White-necked Stilts are found in southern South America. White-necked Stilts have the white collar on their necks and more white on the top of their heads than do Black-necked Stilts. In the northern parts of the range, White-necked Stilts may interbreed with Black-necked birds. The two races have also interbred in captivity. Captive Black-necked Stilts have also interbred with American Avocets, which are clearly different species (Robinson et al. 1999).

Tuesday, November 6, 2012

Hammerkop

The Hammerkop, another odd bird, is often classified near the storks, but might be closer to pelicans and cormorants. The species is found in Africa and is attracted to wetlands, even those that are created by people. I took this photo in Kenya in the early 1960s.

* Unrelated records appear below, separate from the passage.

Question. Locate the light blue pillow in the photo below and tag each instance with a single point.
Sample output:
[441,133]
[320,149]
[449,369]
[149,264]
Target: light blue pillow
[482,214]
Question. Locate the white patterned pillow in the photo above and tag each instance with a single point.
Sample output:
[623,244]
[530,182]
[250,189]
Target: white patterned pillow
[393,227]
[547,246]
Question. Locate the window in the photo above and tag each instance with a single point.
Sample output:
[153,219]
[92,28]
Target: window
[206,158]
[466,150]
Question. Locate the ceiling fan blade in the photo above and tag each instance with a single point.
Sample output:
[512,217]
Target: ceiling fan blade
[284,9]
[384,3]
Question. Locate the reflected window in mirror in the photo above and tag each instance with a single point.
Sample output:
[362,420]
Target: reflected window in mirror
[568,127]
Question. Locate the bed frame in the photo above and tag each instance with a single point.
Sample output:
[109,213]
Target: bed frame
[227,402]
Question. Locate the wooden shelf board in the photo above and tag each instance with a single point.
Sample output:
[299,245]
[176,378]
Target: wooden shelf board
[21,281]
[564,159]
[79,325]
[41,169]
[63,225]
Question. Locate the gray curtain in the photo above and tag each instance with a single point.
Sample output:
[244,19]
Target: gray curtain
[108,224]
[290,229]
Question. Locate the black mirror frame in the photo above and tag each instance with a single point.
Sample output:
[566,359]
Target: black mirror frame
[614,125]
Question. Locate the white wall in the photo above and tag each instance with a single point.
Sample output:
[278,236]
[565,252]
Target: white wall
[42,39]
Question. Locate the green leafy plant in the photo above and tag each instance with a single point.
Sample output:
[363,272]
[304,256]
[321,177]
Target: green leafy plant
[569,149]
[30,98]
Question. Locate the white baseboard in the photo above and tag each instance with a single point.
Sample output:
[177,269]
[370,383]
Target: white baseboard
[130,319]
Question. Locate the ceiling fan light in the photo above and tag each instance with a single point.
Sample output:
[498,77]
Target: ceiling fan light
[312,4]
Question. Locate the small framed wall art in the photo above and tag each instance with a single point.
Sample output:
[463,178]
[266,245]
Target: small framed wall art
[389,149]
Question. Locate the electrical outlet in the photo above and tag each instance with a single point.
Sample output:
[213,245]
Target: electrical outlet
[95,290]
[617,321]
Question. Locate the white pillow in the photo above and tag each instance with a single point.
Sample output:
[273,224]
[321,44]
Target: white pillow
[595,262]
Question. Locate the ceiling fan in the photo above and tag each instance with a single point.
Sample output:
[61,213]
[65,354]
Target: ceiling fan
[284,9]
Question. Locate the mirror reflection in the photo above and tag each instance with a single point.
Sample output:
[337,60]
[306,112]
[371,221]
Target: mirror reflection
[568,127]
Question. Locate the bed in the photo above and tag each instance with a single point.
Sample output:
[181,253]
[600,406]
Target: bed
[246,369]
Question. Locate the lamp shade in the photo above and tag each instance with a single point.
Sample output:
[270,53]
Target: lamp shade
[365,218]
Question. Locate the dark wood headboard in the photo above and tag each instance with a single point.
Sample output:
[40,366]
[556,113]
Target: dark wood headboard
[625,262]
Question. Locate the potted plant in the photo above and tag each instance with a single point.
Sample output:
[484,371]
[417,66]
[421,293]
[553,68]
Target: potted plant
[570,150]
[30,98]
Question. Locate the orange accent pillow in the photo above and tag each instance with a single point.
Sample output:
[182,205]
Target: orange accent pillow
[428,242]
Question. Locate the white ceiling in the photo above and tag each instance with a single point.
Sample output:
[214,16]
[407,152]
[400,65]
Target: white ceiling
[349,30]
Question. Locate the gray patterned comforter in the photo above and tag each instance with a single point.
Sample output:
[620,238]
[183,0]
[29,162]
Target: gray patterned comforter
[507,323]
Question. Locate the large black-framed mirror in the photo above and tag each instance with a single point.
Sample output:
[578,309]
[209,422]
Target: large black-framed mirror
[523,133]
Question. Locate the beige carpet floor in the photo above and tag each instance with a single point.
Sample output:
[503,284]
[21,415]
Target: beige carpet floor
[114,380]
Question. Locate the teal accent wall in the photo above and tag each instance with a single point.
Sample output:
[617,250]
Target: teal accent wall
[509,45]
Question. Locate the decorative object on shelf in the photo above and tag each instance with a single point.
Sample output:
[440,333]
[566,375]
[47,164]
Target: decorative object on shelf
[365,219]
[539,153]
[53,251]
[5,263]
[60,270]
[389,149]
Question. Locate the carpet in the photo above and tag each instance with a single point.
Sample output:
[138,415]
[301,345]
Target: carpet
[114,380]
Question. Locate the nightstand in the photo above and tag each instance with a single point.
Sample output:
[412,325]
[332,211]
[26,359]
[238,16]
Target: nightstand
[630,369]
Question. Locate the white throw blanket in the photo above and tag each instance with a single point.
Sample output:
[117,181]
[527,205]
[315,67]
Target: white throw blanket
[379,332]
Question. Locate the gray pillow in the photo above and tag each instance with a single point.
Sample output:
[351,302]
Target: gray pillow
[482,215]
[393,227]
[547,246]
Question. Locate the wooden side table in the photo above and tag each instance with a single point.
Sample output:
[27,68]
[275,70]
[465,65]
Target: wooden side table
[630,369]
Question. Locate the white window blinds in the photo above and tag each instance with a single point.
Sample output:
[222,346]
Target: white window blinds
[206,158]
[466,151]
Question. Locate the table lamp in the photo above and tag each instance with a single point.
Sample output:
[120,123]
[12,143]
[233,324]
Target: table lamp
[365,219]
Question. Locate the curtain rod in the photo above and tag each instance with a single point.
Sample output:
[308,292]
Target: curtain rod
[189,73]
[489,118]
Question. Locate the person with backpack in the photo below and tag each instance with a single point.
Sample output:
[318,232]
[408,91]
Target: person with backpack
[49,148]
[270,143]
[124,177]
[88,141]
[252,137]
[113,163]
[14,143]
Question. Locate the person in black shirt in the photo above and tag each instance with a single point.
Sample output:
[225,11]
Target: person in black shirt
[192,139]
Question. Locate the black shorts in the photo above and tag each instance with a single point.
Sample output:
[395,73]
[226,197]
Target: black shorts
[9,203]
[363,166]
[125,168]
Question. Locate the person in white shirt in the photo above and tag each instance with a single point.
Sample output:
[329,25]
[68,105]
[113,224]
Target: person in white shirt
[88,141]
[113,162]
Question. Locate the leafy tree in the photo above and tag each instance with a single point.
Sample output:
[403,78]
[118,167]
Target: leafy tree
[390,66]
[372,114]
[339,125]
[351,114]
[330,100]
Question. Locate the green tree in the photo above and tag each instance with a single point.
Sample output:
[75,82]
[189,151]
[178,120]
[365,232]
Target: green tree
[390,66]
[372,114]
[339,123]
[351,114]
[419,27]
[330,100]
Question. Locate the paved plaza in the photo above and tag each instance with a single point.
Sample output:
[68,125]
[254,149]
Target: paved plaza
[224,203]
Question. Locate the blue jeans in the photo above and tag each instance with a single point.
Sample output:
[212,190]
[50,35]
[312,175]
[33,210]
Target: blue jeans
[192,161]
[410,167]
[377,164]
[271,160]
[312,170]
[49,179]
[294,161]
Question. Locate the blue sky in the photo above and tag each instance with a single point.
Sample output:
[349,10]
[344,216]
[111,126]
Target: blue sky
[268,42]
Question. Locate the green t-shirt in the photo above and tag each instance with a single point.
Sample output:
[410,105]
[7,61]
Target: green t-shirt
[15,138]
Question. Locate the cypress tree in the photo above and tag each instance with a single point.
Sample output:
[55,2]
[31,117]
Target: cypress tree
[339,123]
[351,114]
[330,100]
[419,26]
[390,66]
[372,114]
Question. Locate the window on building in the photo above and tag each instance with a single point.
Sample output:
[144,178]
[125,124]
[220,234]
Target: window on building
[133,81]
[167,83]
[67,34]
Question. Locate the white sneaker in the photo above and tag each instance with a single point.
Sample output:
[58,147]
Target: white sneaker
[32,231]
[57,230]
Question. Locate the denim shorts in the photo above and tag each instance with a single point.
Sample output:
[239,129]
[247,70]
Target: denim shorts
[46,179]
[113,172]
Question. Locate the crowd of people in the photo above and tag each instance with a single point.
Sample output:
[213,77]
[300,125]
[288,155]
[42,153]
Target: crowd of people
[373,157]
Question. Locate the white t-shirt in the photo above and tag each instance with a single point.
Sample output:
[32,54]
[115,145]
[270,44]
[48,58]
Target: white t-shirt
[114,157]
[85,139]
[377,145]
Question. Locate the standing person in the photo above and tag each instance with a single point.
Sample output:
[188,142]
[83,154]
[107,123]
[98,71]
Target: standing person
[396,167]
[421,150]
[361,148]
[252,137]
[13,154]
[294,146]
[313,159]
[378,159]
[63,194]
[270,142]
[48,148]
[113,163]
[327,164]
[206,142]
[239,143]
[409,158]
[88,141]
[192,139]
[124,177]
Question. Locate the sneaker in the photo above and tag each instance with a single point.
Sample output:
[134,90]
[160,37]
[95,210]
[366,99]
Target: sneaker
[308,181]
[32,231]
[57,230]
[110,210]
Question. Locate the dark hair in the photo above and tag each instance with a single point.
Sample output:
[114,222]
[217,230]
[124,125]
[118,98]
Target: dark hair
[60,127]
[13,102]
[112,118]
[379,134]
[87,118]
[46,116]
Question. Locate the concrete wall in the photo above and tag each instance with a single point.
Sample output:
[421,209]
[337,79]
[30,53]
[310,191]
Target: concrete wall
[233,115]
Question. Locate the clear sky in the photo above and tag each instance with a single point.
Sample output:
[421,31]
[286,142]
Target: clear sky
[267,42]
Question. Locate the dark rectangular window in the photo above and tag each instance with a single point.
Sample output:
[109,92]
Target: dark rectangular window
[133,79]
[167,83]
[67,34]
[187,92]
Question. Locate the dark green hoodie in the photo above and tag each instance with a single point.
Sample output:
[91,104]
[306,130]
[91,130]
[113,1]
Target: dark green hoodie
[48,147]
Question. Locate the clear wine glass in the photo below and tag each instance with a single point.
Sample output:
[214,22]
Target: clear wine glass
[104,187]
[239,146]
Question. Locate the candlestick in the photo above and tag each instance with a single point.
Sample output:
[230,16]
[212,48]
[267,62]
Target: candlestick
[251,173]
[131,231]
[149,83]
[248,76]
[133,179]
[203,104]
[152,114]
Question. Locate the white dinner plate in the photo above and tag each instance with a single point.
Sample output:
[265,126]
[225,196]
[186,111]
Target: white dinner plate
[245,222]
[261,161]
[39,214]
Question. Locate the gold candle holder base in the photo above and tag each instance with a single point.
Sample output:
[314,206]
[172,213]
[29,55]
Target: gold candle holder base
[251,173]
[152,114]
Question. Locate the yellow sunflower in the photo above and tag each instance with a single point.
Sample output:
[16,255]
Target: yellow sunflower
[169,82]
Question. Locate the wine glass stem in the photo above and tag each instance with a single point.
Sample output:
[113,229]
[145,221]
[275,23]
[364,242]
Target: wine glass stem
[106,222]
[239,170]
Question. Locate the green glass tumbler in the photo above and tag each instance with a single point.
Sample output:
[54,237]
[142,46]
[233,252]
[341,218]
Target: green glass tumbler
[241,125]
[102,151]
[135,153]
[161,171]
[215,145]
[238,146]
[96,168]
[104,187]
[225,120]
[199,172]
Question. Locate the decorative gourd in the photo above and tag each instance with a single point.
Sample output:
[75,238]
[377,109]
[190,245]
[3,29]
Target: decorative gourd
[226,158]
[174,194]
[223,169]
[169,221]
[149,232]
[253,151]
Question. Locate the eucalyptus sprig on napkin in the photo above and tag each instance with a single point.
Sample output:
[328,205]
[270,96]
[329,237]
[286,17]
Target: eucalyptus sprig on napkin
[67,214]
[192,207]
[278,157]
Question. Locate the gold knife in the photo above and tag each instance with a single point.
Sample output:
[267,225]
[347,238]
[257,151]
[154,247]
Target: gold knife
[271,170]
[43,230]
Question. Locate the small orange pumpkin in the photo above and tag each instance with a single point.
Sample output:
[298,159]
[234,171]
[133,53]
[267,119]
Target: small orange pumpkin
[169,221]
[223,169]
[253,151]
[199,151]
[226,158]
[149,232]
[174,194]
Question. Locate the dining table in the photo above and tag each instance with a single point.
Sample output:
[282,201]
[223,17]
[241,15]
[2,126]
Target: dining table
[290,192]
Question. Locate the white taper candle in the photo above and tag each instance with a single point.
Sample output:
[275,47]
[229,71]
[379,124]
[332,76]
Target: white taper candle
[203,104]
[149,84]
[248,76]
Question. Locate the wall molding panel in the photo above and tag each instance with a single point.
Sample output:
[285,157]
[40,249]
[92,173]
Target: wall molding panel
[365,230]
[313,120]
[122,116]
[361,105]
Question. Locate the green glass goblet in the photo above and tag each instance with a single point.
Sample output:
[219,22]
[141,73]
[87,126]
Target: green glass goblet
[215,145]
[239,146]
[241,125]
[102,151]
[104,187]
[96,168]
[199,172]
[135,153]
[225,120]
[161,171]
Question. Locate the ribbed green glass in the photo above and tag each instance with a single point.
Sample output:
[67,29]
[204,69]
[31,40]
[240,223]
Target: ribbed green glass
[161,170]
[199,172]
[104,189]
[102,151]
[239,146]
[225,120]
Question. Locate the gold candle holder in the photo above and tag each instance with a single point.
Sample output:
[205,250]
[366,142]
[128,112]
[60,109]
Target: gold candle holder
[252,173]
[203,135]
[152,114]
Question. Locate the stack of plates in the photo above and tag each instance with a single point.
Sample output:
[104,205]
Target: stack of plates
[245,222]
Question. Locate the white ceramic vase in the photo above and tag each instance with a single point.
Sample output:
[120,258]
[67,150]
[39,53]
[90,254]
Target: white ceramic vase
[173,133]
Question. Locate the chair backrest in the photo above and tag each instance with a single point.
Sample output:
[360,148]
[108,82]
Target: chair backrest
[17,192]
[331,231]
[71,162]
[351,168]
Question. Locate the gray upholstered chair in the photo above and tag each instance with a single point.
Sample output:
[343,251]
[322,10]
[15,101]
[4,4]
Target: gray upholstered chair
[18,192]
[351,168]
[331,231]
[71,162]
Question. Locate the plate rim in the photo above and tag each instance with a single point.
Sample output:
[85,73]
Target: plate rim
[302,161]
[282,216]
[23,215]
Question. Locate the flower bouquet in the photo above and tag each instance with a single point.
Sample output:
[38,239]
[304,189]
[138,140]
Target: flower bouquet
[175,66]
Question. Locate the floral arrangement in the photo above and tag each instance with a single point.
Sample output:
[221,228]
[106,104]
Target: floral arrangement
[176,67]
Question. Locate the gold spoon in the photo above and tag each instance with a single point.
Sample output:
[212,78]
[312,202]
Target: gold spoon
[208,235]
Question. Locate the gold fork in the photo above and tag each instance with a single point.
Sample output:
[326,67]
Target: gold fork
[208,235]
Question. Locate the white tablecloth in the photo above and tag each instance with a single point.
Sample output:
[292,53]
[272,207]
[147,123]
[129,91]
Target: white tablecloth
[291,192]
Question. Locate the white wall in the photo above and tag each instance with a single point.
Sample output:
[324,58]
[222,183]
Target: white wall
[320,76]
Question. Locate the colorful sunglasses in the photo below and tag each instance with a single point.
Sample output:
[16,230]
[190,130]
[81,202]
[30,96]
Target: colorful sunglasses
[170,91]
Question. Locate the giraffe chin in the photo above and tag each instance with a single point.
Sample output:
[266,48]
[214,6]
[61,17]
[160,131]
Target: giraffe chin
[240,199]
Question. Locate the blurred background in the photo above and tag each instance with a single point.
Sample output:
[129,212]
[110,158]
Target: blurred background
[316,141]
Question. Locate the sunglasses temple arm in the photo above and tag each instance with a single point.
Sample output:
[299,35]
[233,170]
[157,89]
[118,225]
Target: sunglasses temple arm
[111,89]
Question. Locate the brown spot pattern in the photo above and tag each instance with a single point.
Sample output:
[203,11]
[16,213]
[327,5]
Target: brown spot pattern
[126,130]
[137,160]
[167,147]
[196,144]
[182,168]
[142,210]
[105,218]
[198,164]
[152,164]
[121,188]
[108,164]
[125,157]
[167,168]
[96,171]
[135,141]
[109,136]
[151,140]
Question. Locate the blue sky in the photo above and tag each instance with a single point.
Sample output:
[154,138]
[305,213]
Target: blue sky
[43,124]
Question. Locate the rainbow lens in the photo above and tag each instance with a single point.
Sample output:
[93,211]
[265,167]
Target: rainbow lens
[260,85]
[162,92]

When courting, up to 10 birds run circles around each other. Often they practice “false mounting,” but they might not be mates and they may not actually copulate. Hammerkops build nests among the heaviest of all birds—the nests can weight up to 110 pounds! The nests are often over 1.5 meters in diameter and contain some 10,000 sticks cemented with mud. The nests are decorated with bright objects and built in trees or on the ground. They build up to five of these monster nests, even when the birds themselves are not breeding (Wikipedia).

Sunday, November 4, 2012

Red-billed Tropicbird

Tropicbirds, found in tropical seas around the world, are gull-like birds with greatly elongated central tail feathers. Erika discovered this Red-billed Tropicbird because the long tail feathers tickled her ankles as she walked by the bird’s nest under the rocks in the Galapagos Islands.

Tropicbirds are yet another member of the order Pelicaniformes (along with pelicans and cormorants) because of all their toes being webbed. The order, however, is under revision by geneticists, who are finding that the various families in the order are not closely related. Expect to see changes in the taxonomy of these birds. Recently researchers suggested that tropicbirds are actually most closely related to sunbitterns (heron-like birds of the American tropics).

Friday, November 2, 2012

Yellow-rumped Cacique

Yellow-rumped Caciques are South American blackbirds found north into Mexico. This photo was taken in eastern Peru. The species is common and noisy in cultivated areas with large trees. It eats insects and fruit. These caciques breed in compact colonies, containing up to 100 hanging nests, usually built around an active wasp nest. The wasps may protect the birds from nest predators; the birds may alert the wasps to the presence of wasp-eating predators.

According to Wikipedia, Peruvian folklore reports that a boy, who always wore black pants and a yellow jacket, started a false rumor about an old woman. But the woman was a witch who turned him into a noisy, wandering bird. I do not know if Yellow-rumped Caciques were ever little boys, but, if you look closely, you may notice that these caciques have bright blue eyes, a trait uncommon among birds.